Mais ce qui reste de l'Autrichien, c'est un surnom : "Dominator". La puissance qu'il dégageait est ironiquement peut-être responsable de la blessure qui a ruiné sa carrière, mais elle était un de ses points forts, et d'autant plus impressionnante avec un revers à une main dont il était un des derniers grands héritiers. Un revers qu'il a changé sur conseils de son coach, avec succès. Frapper des revers à 160 km/h à une main, qui a déjà réussi ?
Avec un tel style de jeu, et s'il avait conservé sa forme physique, il se serait sans doute régalé dans les conditions actuelles. Des duels à 100% contre Jannik Sinner ou Carlos Alcaraz auraient sans doute fait se lever tout un stade et offert une quantité de highlights absolument royale. Et ce titre à Roland-Garros, qui lui a échappé par la faute du meilleur joueur de terre battue de l'histoire, lui aurait sans doute tendu les bras.
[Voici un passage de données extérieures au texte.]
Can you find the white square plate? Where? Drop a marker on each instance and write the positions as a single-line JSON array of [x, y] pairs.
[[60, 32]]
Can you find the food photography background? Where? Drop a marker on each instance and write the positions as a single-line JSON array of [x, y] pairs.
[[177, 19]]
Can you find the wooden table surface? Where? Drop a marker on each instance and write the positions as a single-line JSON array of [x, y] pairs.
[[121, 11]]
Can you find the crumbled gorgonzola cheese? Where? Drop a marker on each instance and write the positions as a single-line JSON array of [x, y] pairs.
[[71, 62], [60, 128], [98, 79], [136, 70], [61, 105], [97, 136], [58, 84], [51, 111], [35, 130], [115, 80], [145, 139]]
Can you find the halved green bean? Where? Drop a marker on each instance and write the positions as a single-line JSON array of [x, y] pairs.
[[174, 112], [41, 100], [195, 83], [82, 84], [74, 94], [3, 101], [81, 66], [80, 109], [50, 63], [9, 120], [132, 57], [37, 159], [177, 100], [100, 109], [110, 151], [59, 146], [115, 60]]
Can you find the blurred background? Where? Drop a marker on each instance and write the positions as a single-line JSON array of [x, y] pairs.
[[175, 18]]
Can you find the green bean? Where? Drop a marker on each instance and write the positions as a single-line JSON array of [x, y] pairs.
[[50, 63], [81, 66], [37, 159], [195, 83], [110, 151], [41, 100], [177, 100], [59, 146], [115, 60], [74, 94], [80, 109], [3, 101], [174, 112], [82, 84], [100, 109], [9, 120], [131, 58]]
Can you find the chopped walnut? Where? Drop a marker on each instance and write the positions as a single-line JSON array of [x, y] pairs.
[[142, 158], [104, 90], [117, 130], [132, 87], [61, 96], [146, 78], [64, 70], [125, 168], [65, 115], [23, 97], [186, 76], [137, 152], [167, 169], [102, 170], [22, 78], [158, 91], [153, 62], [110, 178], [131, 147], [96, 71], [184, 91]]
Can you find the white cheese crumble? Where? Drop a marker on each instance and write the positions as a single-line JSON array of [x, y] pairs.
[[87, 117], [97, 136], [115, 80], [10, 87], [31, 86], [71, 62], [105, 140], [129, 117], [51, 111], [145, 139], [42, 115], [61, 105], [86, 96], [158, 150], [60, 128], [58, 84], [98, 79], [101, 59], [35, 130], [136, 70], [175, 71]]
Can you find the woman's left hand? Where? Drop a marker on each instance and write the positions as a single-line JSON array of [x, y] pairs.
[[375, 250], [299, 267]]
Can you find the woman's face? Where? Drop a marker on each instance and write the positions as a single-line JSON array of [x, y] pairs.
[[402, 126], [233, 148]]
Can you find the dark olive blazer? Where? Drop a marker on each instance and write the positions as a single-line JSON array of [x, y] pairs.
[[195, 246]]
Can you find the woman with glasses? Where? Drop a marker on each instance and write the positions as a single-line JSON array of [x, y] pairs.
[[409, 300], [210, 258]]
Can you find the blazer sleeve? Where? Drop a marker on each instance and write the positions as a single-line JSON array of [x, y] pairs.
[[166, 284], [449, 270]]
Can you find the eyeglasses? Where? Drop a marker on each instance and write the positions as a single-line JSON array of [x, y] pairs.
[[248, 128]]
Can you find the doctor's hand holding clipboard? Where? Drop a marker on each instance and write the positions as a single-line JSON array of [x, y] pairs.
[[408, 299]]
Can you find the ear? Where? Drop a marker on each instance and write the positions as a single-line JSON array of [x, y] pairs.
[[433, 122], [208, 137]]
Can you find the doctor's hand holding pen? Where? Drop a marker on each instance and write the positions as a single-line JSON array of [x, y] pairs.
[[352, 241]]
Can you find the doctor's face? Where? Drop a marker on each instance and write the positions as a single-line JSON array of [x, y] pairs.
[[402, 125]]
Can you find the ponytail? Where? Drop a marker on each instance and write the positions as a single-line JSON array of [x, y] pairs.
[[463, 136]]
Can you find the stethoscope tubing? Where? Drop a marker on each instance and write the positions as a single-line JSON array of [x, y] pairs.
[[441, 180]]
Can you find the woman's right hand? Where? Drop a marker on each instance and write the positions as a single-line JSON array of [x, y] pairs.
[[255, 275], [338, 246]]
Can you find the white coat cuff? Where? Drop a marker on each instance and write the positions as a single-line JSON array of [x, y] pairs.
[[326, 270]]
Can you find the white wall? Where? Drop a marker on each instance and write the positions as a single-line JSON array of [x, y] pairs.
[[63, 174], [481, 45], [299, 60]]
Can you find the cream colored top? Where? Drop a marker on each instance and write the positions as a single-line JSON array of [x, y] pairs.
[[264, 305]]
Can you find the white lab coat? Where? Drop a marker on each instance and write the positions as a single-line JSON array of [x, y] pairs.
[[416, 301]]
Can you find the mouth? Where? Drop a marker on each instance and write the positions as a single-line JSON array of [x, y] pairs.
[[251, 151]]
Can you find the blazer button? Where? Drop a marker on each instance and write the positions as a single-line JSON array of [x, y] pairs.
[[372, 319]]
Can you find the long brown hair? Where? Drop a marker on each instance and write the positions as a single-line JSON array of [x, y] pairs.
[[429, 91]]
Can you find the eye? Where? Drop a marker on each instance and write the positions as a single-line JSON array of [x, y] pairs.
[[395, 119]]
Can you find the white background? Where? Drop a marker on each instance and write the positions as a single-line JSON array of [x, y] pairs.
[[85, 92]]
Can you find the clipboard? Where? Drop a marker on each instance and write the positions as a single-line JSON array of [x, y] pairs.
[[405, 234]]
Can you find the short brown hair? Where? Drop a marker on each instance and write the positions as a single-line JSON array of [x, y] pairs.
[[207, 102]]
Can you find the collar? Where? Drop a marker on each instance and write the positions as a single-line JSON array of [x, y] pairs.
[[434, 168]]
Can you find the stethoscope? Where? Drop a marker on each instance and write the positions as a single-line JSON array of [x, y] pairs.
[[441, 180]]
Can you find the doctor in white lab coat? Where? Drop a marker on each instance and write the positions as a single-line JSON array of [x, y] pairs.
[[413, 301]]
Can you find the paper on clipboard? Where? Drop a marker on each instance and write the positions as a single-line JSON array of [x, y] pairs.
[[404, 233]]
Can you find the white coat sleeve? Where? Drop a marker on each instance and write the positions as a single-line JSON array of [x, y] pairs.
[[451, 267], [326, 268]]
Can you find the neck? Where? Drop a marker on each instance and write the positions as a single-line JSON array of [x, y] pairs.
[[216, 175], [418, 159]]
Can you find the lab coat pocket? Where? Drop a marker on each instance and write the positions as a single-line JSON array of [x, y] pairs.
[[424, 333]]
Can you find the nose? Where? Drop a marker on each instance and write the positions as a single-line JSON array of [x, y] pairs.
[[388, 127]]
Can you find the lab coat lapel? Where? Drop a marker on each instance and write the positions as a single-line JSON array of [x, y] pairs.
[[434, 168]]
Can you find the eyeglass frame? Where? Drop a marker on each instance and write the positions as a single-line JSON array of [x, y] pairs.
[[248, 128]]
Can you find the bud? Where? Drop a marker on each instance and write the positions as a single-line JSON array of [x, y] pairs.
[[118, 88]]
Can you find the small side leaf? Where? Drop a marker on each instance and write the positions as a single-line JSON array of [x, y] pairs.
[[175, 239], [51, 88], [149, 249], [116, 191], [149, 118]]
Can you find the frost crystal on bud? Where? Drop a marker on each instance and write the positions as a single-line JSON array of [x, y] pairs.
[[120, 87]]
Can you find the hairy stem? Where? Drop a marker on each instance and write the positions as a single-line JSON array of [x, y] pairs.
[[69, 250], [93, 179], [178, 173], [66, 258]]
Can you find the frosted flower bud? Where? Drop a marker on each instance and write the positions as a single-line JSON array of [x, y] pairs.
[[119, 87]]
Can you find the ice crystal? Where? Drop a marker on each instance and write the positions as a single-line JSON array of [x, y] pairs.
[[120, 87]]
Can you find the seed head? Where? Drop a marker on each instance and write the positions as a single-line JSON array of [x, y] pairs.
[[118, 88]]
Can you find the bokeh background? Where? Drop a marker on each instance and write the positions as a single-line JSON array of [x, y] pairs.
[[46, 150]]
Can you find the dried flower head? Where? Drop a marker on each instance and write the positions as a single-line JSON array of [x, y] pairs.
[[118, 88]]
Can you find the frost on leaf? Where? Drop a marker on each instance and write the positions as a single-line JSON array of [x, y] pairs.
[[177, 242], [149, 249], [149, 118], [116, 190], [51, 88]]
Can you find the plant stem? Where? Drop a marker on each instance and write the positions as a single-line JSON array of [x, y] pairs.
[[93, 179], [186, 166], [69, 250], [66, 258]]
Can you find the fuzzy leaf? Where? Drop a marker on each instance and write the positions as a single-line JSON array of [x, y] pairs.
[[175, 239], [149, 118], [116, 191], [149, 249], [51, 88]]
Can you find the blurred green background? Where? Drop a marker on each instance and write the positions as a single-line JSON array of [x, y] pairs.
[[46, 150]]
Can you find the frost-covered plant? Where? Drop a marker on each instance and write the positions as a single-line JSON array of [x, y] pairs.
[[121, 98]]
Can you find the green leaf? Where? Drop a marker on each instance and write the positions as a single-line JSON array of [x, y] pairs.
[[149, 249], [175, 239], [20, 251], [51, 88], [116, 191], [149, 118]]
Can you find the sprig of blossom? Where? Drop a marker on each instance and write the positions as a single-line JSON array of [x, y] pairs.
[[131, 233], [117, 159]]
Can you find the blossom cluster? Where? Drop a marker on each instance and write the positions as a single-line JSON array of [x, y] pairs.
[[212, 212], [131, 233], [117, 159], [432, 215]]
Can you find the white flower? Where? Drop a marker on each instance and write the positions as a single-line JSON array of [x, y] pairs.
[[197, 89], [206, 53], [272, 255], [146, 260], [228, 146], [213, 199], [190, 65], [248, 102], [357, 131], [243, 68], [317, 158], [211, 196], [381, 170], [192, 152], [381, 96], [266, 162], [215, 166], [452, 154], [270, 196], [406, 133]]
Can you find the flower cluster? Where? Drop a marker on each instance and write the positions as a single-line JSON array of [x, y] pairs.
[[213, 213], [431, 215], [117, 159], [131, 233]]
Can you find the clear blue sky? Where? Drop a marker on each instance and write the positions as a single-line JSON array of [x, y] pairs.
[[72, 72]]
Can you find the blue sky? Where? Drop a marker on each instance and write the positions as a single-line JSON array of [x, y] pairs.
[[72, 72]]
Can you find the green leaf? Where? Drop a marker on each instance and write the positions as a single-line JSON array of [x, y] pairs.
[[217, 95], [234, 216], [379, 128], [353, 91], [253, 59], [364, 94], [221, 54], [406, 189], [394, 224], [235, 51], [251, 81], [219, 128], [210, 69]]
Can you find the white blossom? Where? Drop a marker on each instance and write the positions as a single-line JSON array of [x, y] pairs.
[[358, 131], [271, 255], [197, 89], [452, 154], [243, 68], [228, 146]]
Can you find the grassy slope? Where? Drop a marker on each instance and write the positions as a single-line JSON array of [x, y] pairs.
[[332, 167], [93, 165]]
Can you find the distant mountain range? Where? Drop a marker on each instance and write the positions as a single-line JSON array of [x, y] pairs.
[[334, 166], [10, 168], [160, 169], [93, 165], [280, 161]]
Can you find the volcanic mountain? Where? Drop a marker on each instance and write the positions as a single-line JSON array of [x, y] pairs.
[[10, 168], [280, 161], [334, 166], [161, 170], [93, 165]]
Un gâchis, dans la lignée d'un Juan Martin del Potro par exemple, avec la nuance que l'Argentin a été perturbé par les blessures tout au long de sa carrière, alors qu'il n'a fallu qu'une seule fois à l'Autrichien pour perdre pied. Dominic Thiem n'est plus joueur de tennis professionnel, et les regrets seront éternels pour un des joueurs marquants des années 2010, trahi par son physique, et qui s'en va finalement dans un relatif anonymat. Mais au moins, il a pu le faire sur le terrain.